I made the holiday biscotti and was kinda pissed about this...

One day it came to me to make a biscotti with dried cranberries (red), pistachios (green), and white chocolate (white) for Christmas. I mean honestly, besides the flavors being great the color scheme would be totally cute for Christmas! While pulling up Giada's biscotti recipe I found she fricken makes one exactly like the one I had thought of. Poo on her. So I just used her recipe to save me time, but added a teaspoon of vanilla and subbed orange zest for the lemon because I thought it would go better. And instead of dipping them in white chocolate, I drizzled the chocolate over the them with a whisk creating a "snow" and "icicle" effect that of course no one but foodies picked up on. Nonetheless, they were delicious. Oh! And if you use her recipe, I recommend cutting down the temperature down to 325 degrees - my first batch burned too much and the second batch I used the lower temp and they came out fine. I could, also, have a super-oven... I dunno.

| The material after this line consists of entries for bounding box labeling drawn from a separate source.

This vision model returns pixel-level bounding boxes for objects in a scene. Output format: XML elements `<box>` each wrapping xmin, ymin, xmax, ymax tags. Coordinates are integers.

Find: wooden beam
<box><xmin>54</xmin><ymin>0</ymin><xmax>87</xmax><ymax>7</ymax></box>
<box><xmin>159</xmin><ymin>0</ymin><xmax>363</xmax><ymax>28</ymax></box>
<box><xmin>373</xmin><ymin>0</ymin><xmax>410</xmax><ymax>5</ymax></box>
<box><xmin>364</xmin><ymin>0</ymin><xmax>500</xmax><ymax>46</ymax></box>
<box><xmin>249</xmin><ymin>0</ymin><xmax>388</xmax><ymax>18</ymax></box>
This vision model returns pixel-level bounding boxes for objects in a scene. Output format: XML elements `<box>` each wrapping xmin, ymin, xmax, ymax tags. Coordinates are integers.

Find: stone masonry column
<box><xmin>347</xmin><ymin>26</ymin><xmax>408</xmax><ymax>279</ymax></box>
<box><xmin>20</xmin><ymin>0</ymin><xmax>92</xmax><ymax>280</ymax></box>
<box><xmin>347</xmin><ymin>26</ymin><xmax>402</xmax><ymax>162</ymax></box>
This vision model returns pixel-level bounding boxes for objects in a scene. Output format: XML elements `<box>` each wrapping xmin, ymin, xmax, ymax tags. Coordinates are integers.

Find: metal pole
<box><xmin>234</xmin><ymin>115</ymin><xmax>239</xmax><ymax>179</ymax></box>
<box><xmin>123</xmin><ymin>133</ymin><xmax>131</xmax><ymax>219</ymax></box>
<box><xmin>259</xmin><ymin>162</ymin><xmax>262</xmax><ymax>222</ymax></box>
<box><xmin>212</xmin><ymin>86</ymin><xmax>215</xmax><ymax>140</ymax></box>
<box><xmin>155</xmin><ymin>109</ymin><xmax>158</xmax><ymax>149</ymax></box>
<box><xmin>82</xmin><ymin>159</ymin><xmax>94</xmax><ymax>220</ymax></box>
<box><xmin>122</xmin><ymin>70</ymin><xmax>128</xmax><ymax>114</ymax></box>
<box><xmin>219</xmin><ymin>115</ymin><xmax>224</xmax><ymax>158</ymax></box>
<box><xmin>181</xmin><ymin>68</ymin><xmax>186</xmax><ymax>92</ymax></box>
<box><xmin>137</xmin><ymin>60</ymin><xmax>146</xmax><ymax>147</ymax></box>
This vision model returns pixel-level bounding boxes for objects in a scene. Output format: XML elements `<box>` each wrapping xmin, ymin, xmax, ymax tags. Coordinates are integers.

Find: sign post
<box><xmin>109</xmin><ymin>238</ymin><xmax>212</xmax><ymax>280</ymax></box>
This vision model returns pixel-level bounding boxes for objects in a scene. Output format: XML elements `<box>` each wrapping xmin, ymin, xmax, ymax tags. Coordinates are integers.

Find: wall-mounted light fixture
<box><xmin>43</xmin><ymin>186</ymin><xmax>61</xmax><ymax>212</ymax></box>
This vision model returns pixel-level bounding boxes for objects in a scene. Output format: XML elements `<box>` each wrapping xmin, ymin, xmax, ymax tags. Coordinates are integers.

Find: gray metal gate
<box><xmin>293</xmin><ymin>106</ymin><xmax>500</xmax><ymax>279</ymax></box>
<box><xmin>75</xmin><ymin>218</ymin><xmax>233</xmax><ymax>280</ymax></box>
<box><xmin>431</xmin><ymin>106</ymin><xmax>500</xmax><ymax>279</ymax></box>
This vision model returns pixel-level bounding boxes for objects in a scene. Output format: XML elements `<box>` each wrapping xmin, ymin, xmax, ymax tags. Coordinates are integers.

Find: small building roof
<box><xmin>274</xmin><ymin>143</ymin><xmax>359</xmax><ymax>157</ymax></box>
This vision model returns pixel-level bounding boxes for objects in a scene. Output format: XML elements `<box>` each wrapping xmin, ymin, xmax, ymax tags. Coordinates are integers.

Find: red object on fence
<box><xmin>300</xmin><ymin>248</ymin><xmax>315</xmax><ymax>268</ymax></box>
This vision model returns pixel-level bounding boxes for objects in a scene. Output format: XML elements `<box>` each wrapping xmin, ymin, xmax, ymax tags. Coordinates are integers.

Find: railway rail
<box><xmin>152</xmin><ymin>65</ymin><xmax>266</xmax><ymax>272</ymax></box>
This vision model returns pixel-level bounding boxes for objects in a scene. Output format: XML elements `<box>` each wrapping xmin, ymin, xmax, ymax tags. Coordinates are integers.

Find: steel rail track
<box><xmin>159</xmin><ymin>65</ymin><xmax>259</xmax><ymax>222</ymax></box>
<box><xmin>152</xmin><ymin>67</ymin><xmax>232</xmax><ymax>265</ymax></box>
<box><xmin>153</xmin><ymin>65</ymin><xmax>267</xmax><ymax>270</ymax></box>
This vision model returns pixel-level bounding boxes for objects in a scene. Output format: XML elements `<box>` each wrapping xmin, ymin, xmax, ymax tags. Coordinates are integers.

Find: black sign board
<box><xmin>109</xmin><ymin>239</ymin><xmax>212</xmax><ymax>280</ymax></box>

For party favors (which of course I forgot to give everybody) I gave out mini pannetones with a red/gree/white bow on top. My husband, Andrew's idea.

For drinks we had red wines which everyone brought, olive martinis, limoncello, pellagrino, ginger ale, and those limonata sodas that everyone loved. I should have bought more of those...

All in all, a great success, and I look forward to next year's!